Wouldn't recommend changing over to GoMarkets, I recently found out that the volume data given by their MT4 platform isnt volume. Its the number of different bids placed for that interval, a joke really.

Im looking at changing over to something like ninja trader, then getting a feed from Esignal (with actual FX volume), and getting brokerage done through IB. Anyone know if this setup is possible?


----------



## white_goodman

Naked shorts said:


> Wouldn't recommend changing over to GoMarkets, I recently found out that the volume data given by their MT4 platform isnt volume. Its the number of different bids placed for that interval, a joke really.
> 
> Im looking at changing over to something like ninja trader, then getting a feed from Esignal (with actual FX volume), and getting brokerage done through IB. Anyone know if this setup is possible?

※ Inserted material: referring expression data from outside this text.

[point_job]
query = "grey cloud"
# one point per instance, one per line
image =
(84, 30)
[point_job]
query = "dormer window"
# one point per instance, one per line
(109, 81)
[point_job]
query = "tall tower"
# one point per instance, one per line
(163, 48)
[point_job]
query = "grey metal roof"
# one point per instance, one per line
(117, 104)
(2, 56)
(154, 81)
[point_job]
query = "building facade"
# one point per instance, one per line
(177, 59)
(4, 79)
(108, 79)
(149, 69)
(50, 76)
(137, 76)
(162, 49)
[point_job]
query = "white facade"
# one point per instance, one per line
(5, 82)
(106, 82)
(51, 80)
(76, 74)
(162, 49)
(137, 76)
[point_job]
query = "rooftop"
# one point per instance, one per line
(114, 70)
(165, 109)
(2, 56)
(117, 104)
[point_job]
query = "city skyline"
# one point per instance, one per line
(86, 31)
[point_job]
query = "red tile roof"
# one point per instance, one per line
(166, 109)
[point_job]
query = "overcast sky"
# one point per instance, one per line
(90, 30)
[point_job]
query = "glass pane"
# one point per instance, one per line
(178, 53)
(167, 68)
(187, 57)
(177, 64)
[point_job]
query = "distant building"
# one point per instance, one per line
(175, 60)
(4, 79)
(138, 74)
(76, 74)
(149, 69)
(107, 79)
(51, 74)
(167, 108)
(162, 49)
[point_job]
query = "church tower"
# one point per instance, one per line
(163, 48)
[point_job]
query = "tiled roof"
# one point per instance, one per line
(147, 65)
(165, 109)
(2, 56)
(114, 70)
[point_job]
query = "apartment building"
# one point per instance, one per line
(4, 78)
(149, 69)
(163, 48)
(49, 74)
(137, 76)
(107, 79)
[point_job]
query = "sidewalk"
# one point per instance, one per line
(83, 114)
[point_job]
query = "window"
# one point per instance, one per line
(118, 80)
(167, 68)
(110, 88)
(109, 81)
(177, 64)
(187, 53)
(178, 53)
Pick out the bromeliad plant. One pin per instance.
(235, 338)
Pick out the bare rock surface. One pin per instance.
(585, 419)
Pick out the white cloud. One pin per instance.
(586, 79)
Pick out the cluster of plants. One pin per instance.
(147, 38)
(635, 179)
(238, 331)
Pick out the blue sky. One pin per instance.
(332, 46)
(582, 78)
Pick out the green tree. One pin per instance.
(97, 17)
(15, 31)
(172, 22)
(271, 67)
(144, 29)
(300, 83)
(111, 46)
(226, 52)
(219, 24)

i wouldnt mind using the same configuration but with metatrader... luckily atm i havent implemented VSA into my current strategy so volume doesnt bother me as much...


----------



## Trembling Hand

That's what esignals volume is from when I looked at it 3 or 4 years ago. May be diff now.
You can get vol from IB but it will not back fill (or I can't figure it out any way )


----------



## BentRod

Naked shorts said:


> Wouldn't recommend changing over to GoMarkets, I recently found out that the volume data given by their MT4 platform isnt volume. Its the number of different bids placed for that interval, a joke really.
> 
> Im looking at changing over to something like ninja trader, then getting a feed from Esignal (with actual FX volume), and getting brokerage done through IB. Anyone know if this setup is possible?

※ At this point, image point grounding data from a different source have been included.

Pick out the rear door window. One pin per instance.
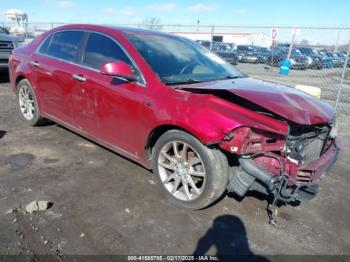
(101, 49)
(45, 45)
(65, 45)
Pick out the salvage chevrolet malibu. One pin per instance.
(176, 108)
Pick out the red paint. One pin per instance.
(123, 115)
(287, 102)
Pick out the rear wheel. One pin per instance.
(190, 174)
(28, 106)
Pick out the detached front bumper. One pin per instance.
(301, 185)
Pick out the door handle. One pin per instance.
(79, 78)
(35, 63)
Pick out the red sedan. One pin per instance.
(178, 109)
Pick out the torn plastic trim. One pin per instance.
(246, 140)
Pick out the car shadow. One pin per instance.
(2, 133)
(4, 76)
(228, 236)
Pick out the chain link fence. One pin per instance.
(318, 57)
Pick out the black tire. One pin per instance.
(215, 164)
(36, 120)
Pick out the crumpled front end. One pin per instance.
(287, 167)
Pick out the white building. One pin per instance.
(238, 38)
(17, 21)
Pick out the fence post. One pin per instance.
(211, 37)
(342, 76)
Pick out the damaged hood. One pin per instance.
(284, 101)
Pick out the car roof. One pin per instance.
(119, 29)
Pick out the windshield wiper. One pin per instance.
(231, 77)
(187, 81)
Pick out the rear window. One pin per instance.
(101, 49)
(65, 45)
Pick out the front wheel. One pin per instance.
(190, 174)
(28, 106)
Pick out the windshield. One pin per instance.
(179, 60)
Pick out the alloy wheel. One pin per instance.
(26, 102)
(181, 170)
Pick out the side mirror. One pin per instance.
(118, 69)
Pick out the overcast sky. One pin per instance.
(321, 13)
(239, 12)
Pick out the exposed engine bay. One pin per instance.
(286, 168)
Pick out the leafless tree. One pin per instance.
(304, 42)
(152, 23)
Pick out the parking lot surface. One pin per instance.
(102, 203)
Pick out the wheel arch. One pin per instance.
(157, 132)
(19, 78)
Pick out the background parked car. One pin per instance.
(315, 59)
(247, 54)
(7, 44)
(223, 50)
(327, 61)
(263, 54)
(297, 59)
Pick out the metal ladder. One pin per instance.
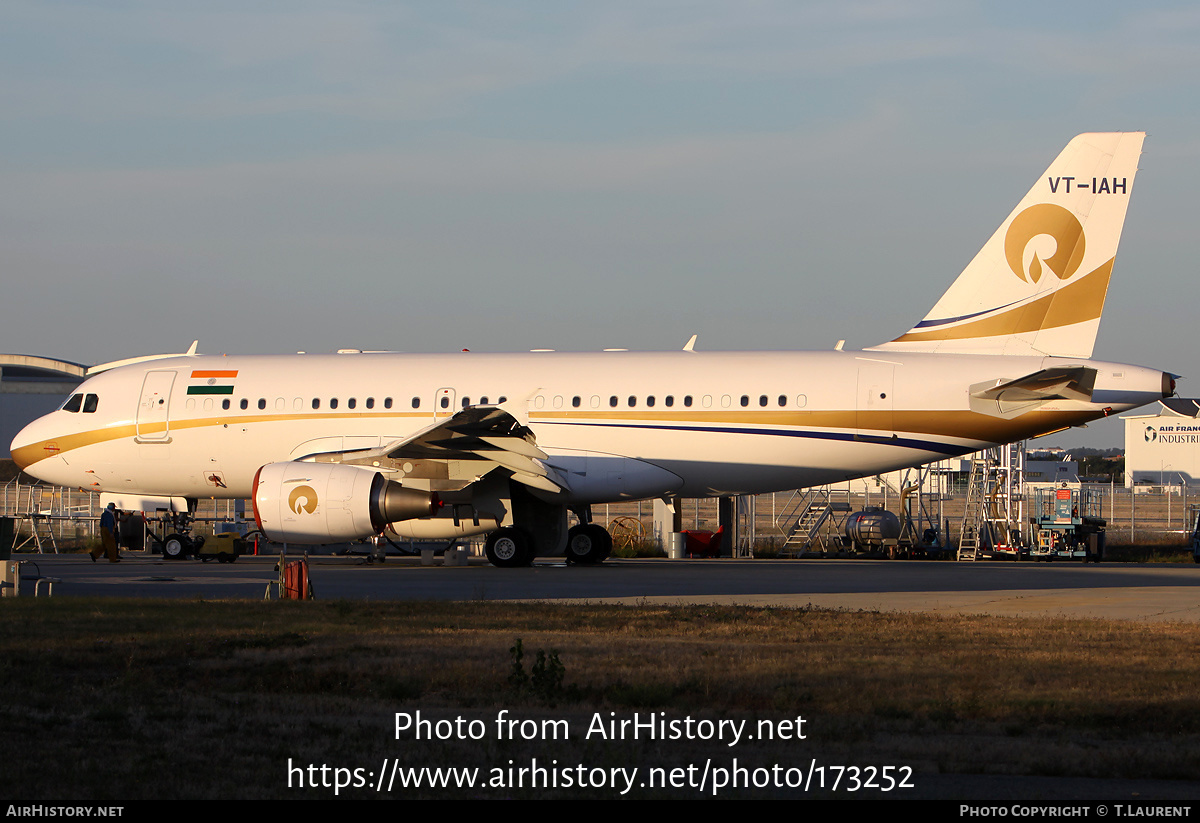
(970, 539)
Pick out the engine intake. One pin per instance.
(327, 503)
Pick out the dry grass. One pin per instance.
(136, 698)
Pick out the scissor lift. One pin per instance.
(1067, 524)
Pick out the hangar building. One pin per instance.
(1163, 449)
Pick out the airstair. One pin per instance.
(809, 516)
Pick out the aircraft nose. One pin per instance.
(29, 448)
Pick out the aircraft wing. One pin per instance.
(459, 450)
(1020, 395)
(1060, 383)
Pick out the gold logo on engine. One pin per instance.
(1050, 220)
(303, 499)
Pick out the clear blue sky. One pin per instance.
(430, 176)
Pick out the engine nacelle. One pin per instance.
(329, 503)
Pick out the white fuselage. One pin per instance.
(718, 422)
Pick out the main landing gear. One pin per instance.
(587, 544)
(509, 547)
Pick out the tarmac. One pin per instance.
(1131, 592)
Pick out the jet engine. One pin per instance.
(327, 503)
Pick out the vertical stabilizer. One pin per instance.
(1038, 284)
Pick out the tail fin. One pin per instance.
(1038, 286)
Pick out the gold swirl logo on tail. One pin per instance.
(303, 499)
(1054, 221)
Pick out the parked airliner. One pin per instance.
(349, 445)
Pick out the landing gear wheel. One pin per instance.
(588, 544)
(175, 547)
(509, 547)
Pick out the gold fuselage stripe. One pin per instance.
(960, 425)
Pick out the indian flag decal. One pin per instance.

Since there is no actual Physical Exchange in FX , there can't be any accurate volume.

The only way to get volume would be if you were a bank and had the six(I think there is 6?) interbank feeds coming in and worked it out from there.

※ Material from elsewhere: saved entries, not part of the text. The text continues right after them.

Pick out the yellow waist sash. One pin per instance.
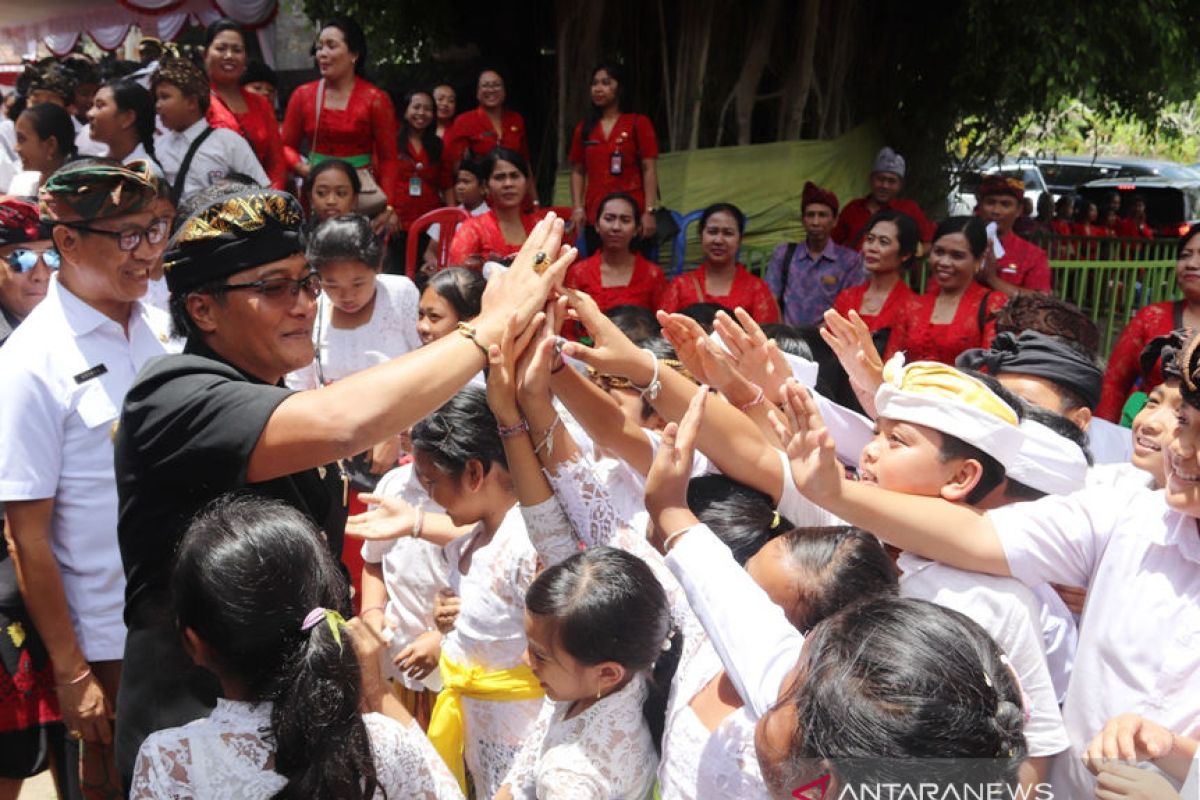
(448, 727)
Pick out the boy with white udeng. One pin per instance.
(1135, 549)
(195, 155)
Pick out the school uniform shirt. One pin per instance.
(1139, 636)
(139, 154)
(221, 154)
(1024, 264)
(1011, 615)
(851, 224)
(613, 162)
(84, 144)
(64, 374)
(810, 282)
(189, 426)
(419, 181)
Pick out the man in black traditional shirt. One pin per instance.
(217, 419)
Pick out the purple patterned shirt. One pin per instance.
(813, 281)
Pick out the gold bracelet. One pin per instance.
(76, 681)
(468, 331)
(670, 540)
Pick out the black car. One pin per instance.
(1171, 205)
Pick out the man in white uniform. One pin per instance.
(63, 377)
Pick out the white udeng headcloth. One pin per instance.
(951, 402)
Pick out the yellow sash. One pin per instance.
(448, 727)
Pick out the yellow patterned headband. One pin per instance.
(234, 233)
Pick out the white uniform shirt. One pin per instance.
(64, 374)
(413, 571)
(1109, 443)
(225, 151)
(1011, 614)
(84, 144)
(139, 154)
(1139, 636)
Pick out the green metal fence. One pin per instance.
(1110, 280)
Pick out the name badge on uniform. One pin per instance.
(89, 374)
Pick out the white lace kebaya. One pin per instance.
(490, 635)
(696, 763)
(228, 756)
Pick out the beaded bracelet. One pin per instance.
(547, 440)
(759, 398)
(468, 331)
(651, 390)
(509, 431)
(84, 675)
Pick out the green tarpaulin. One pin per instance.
(763, 180)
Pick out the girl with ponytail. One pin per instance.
(259, 603)
(607, 627)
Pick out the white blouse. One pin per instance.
(1139, 636)
(227, 755)
(390, 332)
(604, 753)
(490, 635)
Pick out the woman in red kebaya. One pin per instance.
(490, 125)
(958, 312)
(234, 107)
(612, 151)
(889, 248)
(354, 120)
(419, 174)
(720, 278)
(616, 275)
(502, 230)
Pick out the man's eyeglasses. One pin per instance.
(277, 288)
(23, 260)
(127, 240)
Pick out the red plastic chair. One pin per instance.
(448, 220)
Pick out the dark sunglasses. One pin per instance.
(277, 288)
(23, 260)
(127, 240)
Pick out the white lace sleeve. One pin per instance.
(151, 777)
(550, 531)
(597, 523)
(756, 643)
(406, 763)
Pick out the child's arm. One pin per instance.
(756, 643)
(1133, 738)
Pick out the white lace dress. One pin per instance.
(696, 763)
(604, 753)
(227, 756)
(390, 332)
(490, 635)
(413, 572)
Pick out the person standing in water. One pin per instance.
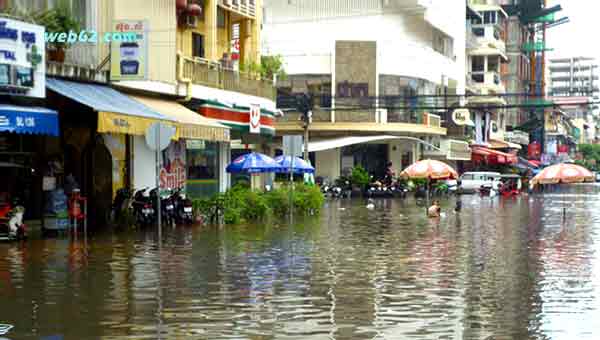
(434, 210)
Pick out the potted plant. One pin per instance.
(56, 21)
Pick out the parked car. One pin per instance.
(470, 182)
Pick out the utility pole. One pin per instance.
(304, 103)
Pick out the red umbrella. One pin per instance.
(563, 173)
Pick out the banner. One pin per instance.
(129, 57)
(173, 173)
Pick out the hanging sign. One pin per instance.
(129, 56)
(254, 119)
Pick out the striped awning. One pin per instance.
(117, 113)
(190, 125)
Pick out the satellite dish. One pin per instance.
(159, 135)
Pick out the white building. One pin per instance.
(375, 65)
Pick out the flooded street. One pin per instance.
(501, 269)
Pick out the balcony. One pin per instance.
(246, 8)
(212, 74)
(486, 82)
(365, 120)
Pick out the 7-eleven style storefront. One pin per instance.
(245, 121)
(252, 129)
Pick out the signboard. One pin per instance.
(254, 118)
(129, 59)
(292, 145)
(22, 64)
(173, 172)
(462, 117)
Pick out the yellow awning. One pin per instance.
(111, 122)
(190, 125)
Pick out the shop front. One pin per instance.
(196, 161)
(29, 133)
(252, 127)
(103, 141)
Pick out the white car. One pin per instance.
(470, 182)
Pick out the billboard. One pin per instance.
(22, 61)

You could use futures volume, not sure how this would work though.


----------



## Naked shorts

BentRod said:


> Since there is no actual Physical Exchange in FX , there can't be any accurate volume.
> 
> The only way to get volume would be if you were a bank and had the six(I think there is 6?) interbank feeds coming in and worked it out from there.
> 
> You could use futures volume, not sure how this would work though.




e-signal supposedly has feeds to basically all the major banks (more then any other retail broker). I found a table somewhere that showed all the banks all the major retail FX brokers were connected to, but i cant find it now.

I'll give them a call


----------



## Naked shorts

well....they are supposedly the same. 

that will teach me for listening to people on other forums besides ASF

"foreign exchange is kinda difficult to calculate, so the volume provided by us on foreign exchange is actually tick volume"

Still, i think i will still go with ninja trader. MT4 is a bit limited

edit: E-signal does still offer market depth for forex
http://www.esignal.com/international/forex.aspx
Market depth would do me just fine


----------



## Dowdy

How's gotrader for trading stocks? 

I want to trade stock similar to the forex format - ie. trade in real time and you can see the chart moving when you make your trade.

The NAB online trading doesn't let you do that and trading at market price always is more.


----------



## Stormin_Norman

ECN is just a marketing ploy. its BS. there is no market for FX.

matching trades and taking the spread is what a good broker should do, and pass on the remaining exposure to a bigger player.

im not talking bucketshops, but good 'market making' fx brokers.

ECNs are merely passing your trade onto a bigger 'market maker' then the usual retail ones and charging you for the privilege (and missing out on profit in doing so - hence the commission charge).


----------



## Out Too Soon

Dowdy said:


> How's gotrader for trading stocks?
> 
> I want to trade stock similar to the forex format - ie. trade in real time and you can see the chart moving when you make your trade.
> 
> The NAB online trading doesn't let you do that and trading at market price always is more.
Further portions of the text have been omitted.